I love Elisabeth! I love her! I love her! I love her!
18 November 2005
I watched a version of this about 2 hours long, with French intertitles. It kind of staggered visually but had a nice score that underlined the dramatic moments of the plot. At least a bit was missing, since it is announced as a drama in prologue and 5 acts, and the 5th act intertitle was missing.

The story is based on the Schiller play/Verdi opera Don Carlos, and it is abundantly operatic, with romantic passion and politics intertwining. The main character is King Philip of Spain, the one who married Mary Tudor Queen of England and wanted to marry her sister Elizabeth I. In fact, his second or third wife was it seems a French princess, Elisabeth de Valois, who had at one time been intended for his son Carlos. Carlos himself died young after being imprisoned, and this "triangle" became the nucleus for a plot about romantic and political generational strife.

I suspect that it would help one to follow the plot and issues to have the story and characters well in mind (as I certainly did not). There are presuppositions about their roles that are not clear from the film itself, I think. The result was that I watched 2 hours of actors in Velazquez costumes emoting in wonderful vast sets viewed at many dramatic angles.

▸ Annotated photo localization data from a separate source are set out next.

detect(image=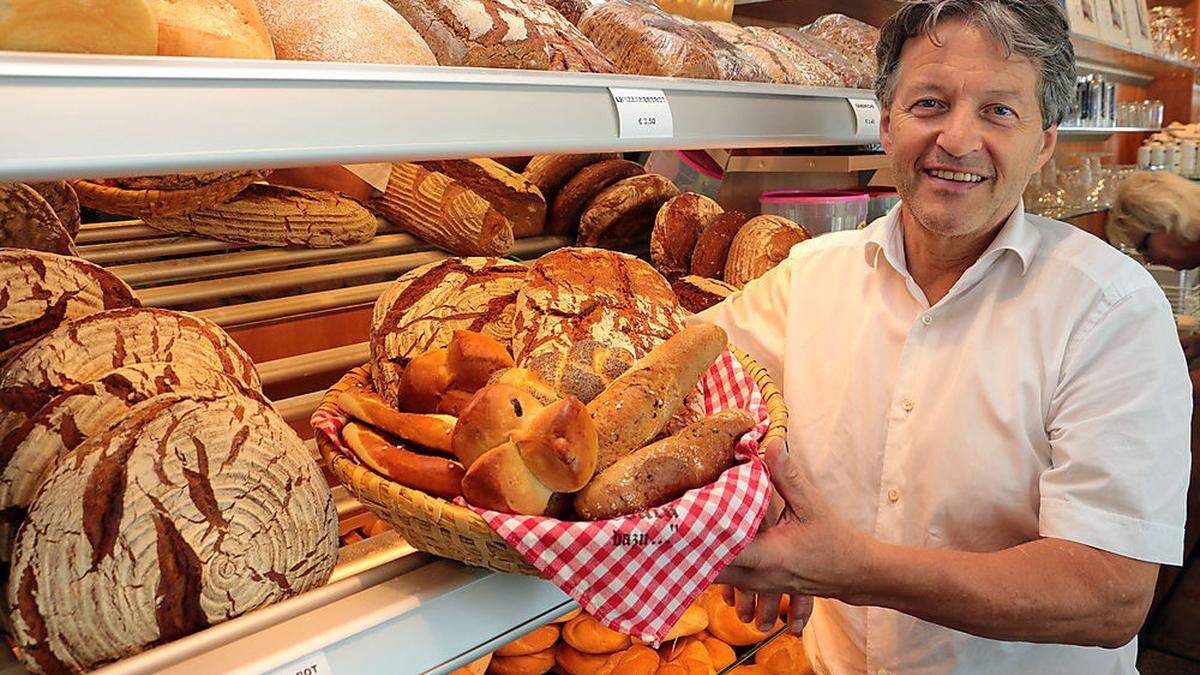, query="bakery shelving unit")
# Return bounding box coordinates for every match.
[0,44,885,674]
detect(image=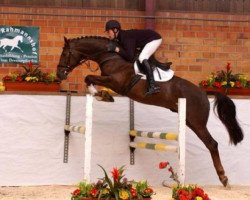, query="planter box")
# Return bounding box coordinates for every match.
[4,81,60,92]
[201,87,250,96]
[81,198,151,200]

The actor playing Philip, Eugen Klöpfer, was excellent. He went from bold, cruel youth to broken age quite impressively. Since he loves his wife Elisabeth and wants her to love him, and loves his son although he doesn't trust him one bit either with political office or with his wife (rightly), and loves the Inquisition, his motivation in any given scene often seems to come out of nowhere. You never know whether he will threaten someone with death, beg him/her for love, or be too busy to notice them; yet he always seemed convincing. The result was, for me anyway, a character as histrionic and self-contradictory as a real king might be.

The actress playing Elisabeth had to look good in the elaborate costumes, look unhappy, and swoon a lot. She did her part but lacked charm. It was not clear why anyone would fall madly and irrevocably in love with her.

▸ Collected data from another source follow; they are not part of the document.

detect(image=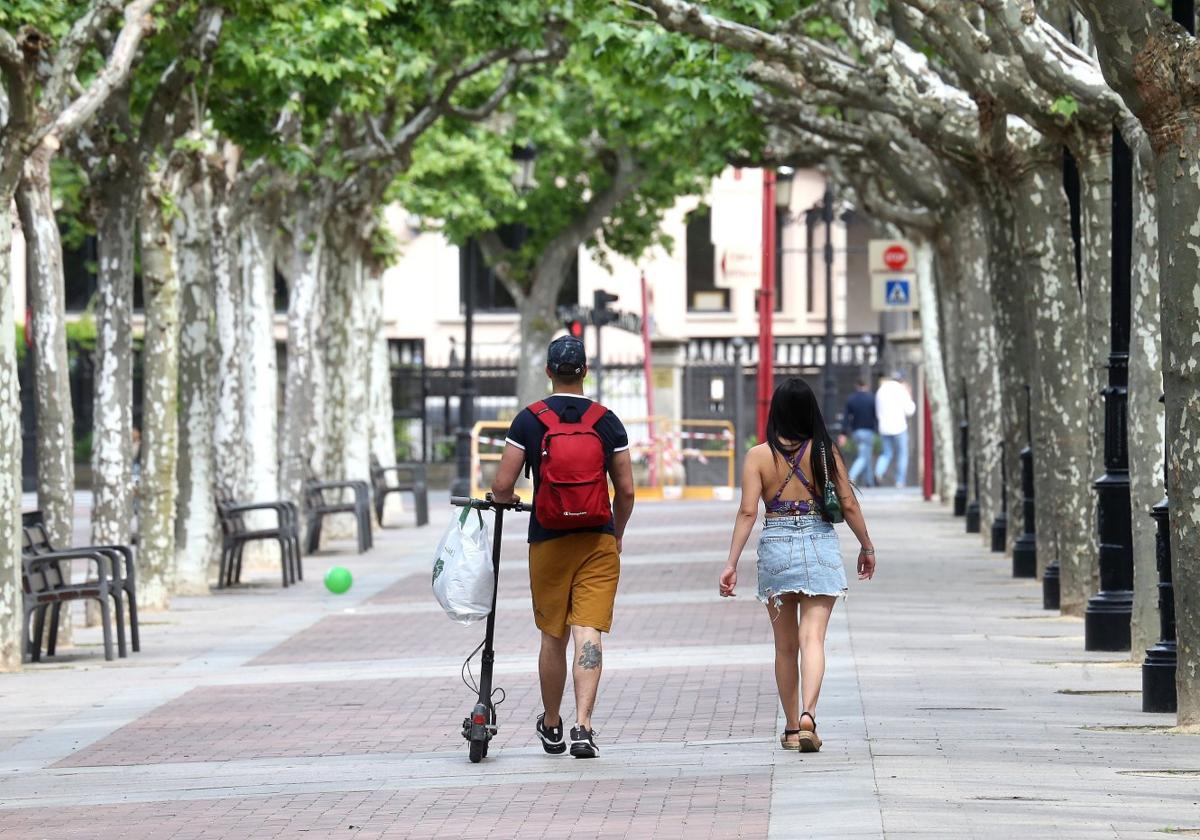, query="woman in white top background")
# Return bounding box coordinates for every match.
[874,372,916,488]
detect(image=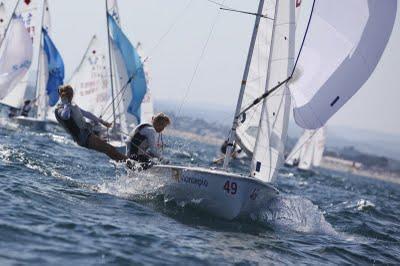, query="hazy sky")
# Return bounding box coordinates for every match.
[3,0,400,136]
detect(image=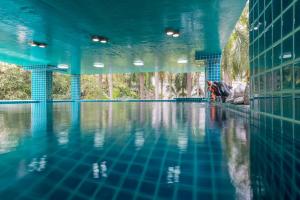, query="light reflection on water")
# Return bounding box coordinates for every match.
[0,102,286,199]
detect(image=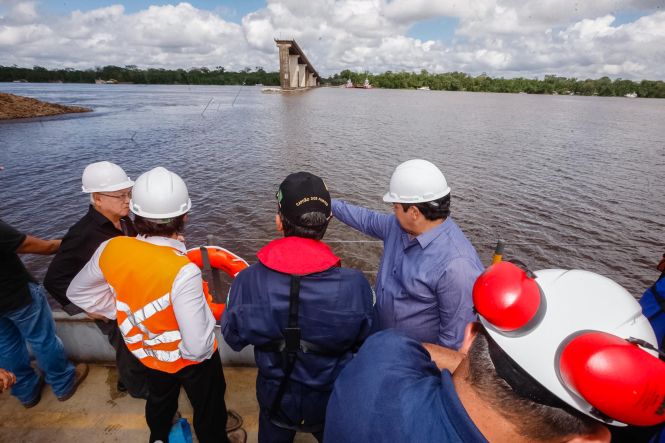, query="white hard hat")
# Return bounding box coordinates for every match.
[382,159,451,203]
[130,167,191,219]
[81,161,133,193]
[473,262,665,427]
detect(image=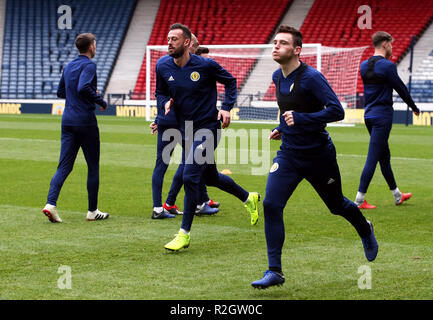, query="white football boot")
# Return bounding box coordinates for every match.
[42,204,62,223]
[86,209,109,221]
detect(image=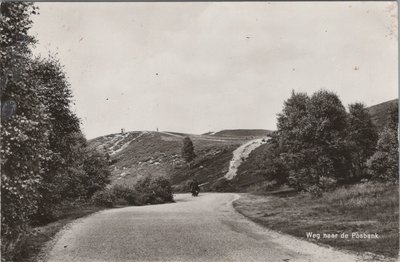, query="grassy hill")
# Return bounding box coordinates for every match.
[88,130,270,190]
[204,129,272,138]
[88,99,397,193]
[367,99,398,130]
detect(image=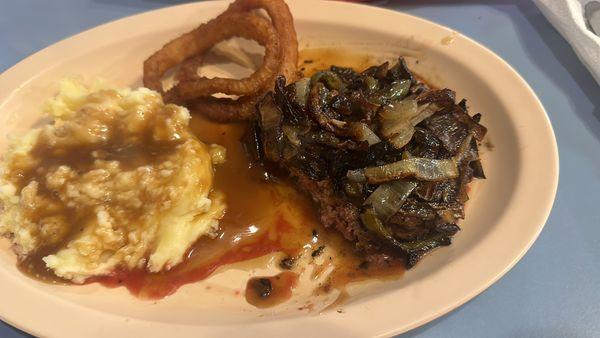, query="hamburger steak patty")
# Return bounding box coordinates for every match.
[247,58,486,268]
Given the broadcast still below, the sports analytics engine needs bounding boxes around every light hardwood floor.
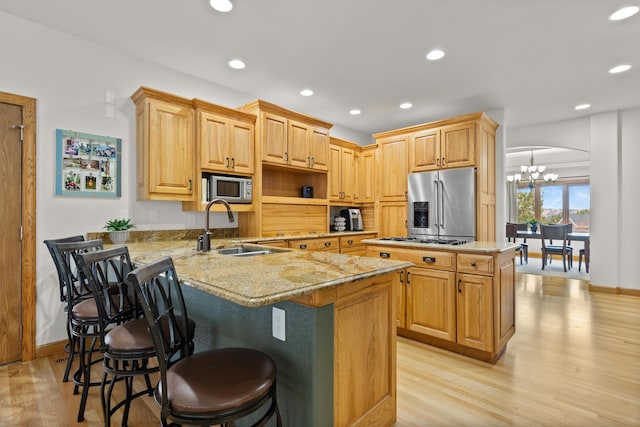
[1,273,639,426]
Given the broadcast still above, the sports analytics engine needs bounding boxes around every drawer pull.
[347,239,353,244]
[299,244,307,249]
[324,241,331,247]
[423,256,436,263]
[471,261,477,267]
[379,252,391,258]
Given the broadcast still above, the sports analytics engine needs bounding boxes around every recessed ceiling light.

Conrad Veidt as Don Carlos was a puzzle to me. I find in Wikipedia that it is assumed the historical Carlos was mad, and Veidt's performance would bear that out. He literally seems to be half a man--his buddy the Marquis Posa (William Dieterle) is a solid man of action and thought who keeps proposing that Carlos liberate somebody--Flanders, or the Spanish people, who love Carlos. The person from whom they need liberation is, of course, Philip and his Inquisition or domination. But every time Posa suggests that Carlos start a revolution Carlos replies, "But--I love Elisabeth!" The only variation is when Philip shoots Posa and Carlos draws a sword on his father--but then drops it, stunned by the realization that Posa loved him enough to die for him. He can't act, because again, love gets in the way. The force of love seems to twist and bend Carlos's frail body, making him incapable of action, magnetized by the objects of his love and oblivious to politics or honor.

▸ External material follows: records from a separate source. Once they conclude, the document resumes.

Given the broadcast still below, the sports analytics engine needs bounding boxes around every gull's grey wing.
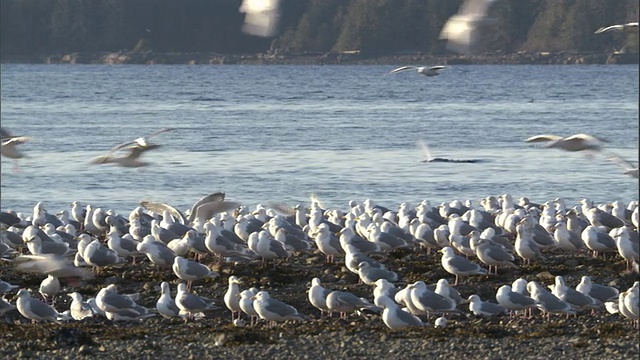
[140,201,187,225]
[103,291,137,310]
[146,128,176,139]
[264,298,298,317]
[448,255,483,272]
[28,298,59,318]
[185,261,214,278]
[267,203,296,216]
[187,192,227,223]
[181,293,208,310]
[192,201,241,223]
[394,307,423,326]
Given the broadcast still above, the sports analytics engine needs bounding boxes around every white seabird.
[0,279,19,295]
[325,290,380,319]
[156,282,185,320]
[524,133,607,152]
[68,292,94,320]
[175,283,217,321]
[467,294,507,316]
[239,289,260,326]
[239,0,281,37]
[357,261,398,286]
[39,275,61,304]
[594,22,639,34]
[308,278,332,317]
[439,0,498,54]
[388,65,446,77]
[377,295,424,330]
[15,289,67,322]
[439,246,488,285]
[495,285,537,316]
[607,154,639,179]
[252,290,306,326]
[224,276,242,322]
[172,256,219,290]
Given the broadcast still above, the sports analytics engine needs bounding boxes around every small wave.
[191,97,226,102]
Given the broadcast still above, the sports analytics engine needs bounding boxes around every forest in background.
[1,0,638,58]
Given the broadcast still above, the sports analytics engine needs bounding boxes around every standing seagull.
[252,291,307,326]
[175,283,217,321]
[15,289,66,322]
[172,256,219,290]
[224,276,242,322]
[377,296,424,330]
[439,247,488,285]
[439,0,498,54]
[156,282,181,319]
[308,278,332,317]
[388,66,446,77]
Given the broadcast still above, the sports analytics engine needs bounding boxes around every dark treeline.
[1,0,638,57]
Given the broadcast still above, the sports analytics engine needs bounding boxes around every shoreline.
[1,50,639,66]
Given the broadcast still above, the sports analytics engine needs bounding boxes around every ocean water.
[0,64,638,215]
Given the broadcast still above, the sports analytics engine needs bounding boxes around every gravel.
[0,245,638,359]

At the last, Carlos is awaiting the Inquisitors, having been told that if he begs for mercy he will get it. It is not clear what his heresy is, but certainly it has something to do with coveting his father's wife. Unfortunately Elisabeth comes to visit him in his cell and they are glued together in an embrace when the Inquisitors arrive. Although the Grand Inquisitor has the document of clemency, Carlos forgets to ask for it.

Conrad Veidt is always the most interesting thing on screen in the film, yet his character is never one who can be understood or sympathized with. His makeup is somewhat grotesque (very white with very dark mouth, compared to the other men) and when he is on the scene (he also plays Charles V, Philip's father, in the prologue) his body pretty much defines the space in front of the camera--reaching arms, falls to the ground, creeping along hedges in the park or walls in the dungeon. I noticed several scenes in which everyone else is just standing in a row and he is moving in front of them. The result is that Carlos seems rather like a Cesare who has been mesmerized, not by a killer, but by Elisabeth. He has one long moment (when his father asks him if he loves E. and he leans his head back and slowly closes his eyes) that is downright Garboesque. His last scene, in which he caresses the block lightly before laying his neck on it to have his head chopped off, is marvelous too.

But rarely, in watching a film, have I been so aware that it is just shadows, images flickering and fooling one into thinking there is life there.